From the dawn of data protection brought by the 95/46/EC Directive to the present day, the European Union and, consequently, the member states have established a legal framework as to protect the digital side of our privacy.
Nevertheless, the amendments made in the legal framework regarding privacy are not causing adjustments solely to the privacy issue since now more than ever the regulatory process is a fine-tuning mechanism. The remaining question is whether the privacy adjustments have a radial effect on other domains and, if so, to which ones?
The Romanian e-privacy framework
As to respond to such questions, we could asses the current Romanian legislation on the unsolicited communications.
Law no. 506/2004 which implemented 2002/58/CE E-privacy Directive states that it is forbidden to make commercial communications unless the recipient expressly gave his consent to such notifications in advance. A prior consent is not mandatory when, for instance, the e-mail is obtained directly from a customer when selling a product as to inform the customer about equivalent products.
This means that if a marketing company, for example, submits unsolicited marketing material via e-mail, the company is subject to a fine equivalent to approx. EUR 1.100 up to EUR. 22.000, according to the above mentioned law. Moreover, if the company’s turnover is higher than EUR 1.100.000 the fine could reach 2% of the annual turnover.
The E-privacy Directive did not explicitly provide the sanctions to be applied to such commercial communications and neither did the 95/46/CE Directive, allowing states to establish these legal coordinates.
E-privacy Regulation proposal
The Regulation 2016/679 adopted by EU which shall repeal the previous Directive related to data protection intends to set a unified protection throughout Europe. Moreover, in January the European Commission has issued a proposal for a regulation specifically designed to regulate the privacy and electronic communications issues.
The main purpose of the proposed regulation is not to draw a ‘Digital Single Market’ as if it was missing, but in fact to efficiently control it. Privacy has already crossed its national borders a long time ago. It is interesting that in itself, the actual wording of its purpose – digital market – implies the overall implications of the European privacy idea.
So how does this affect other actors on this market, actors who represent a potential threat to those protected by the Regulation?
As it is evidenced in the Opinion 01/2017 issued by the Working Party, the choice for a regulation instead of a directive is welcomed because it brings consistency and clarity for supervisory authorities.

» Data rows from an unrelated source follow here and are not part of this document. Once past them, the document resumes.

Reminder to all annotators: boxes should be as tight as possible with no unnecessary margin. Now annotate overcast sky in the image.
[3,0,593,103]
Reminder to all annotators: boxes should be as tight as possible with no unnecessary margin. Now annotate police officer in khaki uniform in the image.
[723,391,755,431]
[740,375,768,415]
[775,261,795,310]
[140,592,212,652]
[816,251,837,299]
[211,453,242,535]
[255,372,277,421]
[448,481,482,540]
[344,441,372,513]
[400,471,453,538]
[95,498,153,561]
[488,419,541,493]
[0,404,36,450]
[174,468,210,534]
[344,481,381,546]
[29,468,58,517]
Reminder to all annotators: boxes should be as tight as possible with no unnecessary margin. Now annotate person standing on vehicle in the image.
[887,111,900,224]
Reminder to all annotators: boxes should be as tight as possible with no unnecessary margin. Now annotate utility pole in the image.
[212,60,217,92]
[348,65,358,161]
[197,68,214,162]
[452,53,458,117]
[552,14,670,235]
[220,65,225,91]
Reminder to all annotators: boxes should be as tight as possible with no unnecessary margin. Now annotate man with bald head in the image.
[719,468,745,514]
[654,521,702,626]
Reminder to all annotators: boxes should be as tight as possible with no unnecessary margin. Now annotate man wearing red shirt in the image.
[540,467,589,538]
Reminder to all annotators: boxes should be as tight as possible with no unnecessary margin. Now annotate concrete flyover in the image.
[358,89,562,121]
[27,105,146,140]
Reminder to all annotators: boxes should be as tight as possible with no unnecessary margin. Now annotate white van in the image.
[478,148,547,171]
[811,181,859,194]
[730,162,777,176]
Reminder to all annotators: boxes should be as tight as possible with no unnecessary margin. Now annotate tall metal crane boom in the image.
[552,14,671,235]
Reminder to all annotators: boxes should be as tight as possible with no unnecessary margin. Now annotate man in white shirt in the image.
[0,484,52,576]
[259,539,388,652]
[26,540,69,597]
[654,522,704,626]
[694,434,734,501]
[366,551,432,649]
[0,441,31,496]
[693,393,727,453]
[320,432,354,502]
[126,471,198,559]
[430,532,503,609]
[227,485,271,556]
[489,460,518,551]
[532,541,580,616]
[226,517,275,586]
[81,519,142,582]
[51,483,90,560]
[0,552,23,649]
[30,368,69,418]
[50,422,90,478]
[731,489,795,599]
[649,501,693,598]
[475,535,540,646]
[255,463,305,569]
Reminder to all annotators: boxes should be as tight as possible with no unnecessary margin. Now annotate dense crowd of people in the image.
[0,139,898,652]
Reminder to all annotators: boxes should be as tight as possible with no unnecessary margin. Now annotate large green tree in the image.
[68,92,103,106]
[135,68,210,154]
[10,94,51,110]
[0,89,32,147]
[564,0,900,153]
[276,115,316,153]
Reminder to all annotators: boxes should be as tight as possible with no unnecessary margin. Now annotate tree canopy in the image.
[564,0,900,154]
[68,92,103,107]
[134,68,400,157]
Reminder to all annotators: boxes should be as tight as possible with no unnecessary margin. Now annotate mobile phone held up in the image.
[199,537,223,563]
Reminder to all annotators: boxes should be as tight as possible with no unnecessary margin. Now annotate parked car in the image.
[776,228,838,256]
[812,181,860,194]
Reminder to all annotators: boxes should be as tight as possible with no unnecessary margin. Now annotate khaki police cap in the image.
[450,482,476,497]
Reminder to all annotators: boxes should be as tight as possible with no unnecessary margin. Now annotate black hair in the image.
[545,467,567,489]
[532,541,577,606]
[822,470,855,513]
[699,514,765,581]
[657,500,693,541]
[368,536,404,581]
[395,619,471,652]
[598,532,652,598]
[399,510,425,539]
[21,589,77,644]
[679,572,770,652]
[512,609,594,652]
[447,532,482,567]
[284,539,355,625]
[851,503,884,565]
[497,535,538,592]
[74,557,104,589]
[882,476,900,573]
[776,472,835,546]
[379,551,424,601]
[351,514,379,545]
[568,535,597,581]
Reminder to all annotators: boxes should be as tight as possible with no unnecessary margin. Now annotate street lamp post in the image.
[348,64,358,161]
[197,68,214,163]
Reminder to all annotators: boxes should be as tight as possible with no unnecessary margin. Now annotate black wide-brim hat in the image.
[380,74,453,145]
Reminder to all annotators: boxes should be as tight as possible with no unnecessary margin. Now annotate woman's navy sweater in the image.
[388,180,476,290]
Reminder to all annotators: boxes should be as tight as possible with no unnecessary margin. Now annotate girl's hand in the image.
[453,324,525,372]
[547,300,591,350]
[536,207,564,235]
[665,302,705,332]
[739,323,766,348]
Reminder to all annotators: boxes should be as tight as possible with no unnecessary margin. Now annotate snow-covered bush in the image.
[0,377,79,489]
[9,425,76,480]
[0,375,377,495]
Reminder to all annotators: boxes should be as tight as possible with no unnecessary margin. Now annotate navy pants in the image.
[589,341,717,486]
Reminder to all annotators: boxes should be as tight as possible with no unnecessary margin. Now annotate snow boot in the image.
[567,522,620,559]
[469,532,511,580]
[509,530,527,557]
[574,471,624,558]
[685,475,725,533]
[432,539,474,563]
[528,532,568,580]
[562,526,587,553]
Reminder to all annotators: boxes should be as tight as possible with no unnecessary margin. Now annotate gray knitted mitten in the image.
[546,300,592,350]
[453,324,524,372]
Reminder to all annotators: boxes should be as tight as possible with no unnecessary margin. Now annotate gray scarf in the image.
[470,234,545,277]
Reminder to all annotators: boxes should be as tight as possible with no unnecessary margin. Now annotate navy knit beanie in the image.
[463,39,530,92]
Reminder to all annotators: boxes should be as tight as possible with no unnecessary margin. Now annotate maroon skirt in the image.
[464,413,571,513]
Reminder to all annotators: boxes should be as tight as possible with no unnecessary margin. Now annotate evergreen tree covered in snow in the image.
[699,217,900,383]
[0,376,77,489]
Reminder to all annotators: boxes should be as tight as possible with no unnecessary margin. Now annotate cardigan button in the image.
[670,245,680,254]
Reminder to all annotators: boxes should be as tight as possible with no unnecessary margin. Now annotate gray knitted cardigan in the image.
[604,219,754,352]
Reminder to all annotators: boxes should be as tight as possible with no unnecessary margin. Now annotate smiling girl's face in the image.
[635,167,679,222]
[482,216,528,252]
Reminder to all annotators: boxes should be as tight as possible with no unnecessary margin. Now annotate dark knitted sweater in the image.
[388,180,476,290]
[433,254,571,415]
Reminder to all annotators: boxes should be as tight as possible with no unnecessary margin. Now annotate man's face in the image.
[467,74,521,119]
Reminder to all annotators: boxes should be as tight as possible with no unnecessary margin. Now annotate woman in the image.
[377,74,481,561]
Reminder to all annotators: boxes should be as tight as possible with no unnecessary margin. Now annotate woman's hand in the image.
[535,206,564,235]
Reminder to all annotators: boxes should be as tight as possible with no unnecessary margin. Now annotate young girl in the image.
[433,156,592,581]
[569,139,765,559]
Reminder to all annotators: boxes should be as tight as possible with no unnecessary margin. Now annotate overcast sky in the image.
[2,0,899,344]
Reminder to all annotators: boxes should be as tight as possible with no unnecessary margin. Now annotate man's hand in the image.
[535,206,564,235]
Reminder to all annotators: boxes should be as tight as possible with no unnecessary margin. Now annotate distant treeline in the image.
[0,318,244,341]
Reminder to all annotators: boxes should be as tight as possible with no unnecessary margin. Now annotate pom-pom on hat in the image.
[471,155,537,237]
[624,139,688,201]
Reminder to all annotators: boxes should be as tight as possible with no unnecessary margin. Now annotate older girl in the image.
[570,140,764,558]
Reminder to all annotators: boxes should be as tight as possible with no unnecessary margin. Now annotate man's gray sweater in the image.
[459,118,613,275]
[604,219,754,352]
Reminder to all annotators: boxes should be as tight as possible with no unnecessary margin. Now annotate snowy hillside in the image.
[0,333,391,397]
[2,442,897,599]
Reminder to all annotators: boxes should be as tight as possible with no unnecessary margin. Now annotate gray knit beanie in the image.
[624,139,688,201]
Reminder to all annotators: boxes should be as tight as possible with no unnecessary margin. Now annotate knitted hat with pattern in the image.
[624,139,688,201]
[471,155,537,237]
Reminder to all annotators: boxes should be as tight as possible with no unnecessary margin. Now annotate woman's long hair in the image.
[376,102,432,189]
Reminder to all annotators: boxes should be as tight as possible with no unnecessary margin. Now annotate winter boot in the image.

Nonetheless, it is the company dealing with sensitive data that could actually benefit from this legal choice. The above-mentioned marketing company should have a better understanding of compliance since a ‘spam’ folder could have the same level of protection throughout the entire EU.
Although from a technical viewpoint the proposal is welcomed, such actors should not forget that stricter rules will soon enter force. Moreover, from a business perspective the risk of not properly assessing sensitive data operations both in a legal and a technical manner could turn out to be crucial in conducting one’s commercial activity.
A strong argument to these considerations could be the fact that the proposal provides infringement fines of the Regulation up to Eur 10.000.000.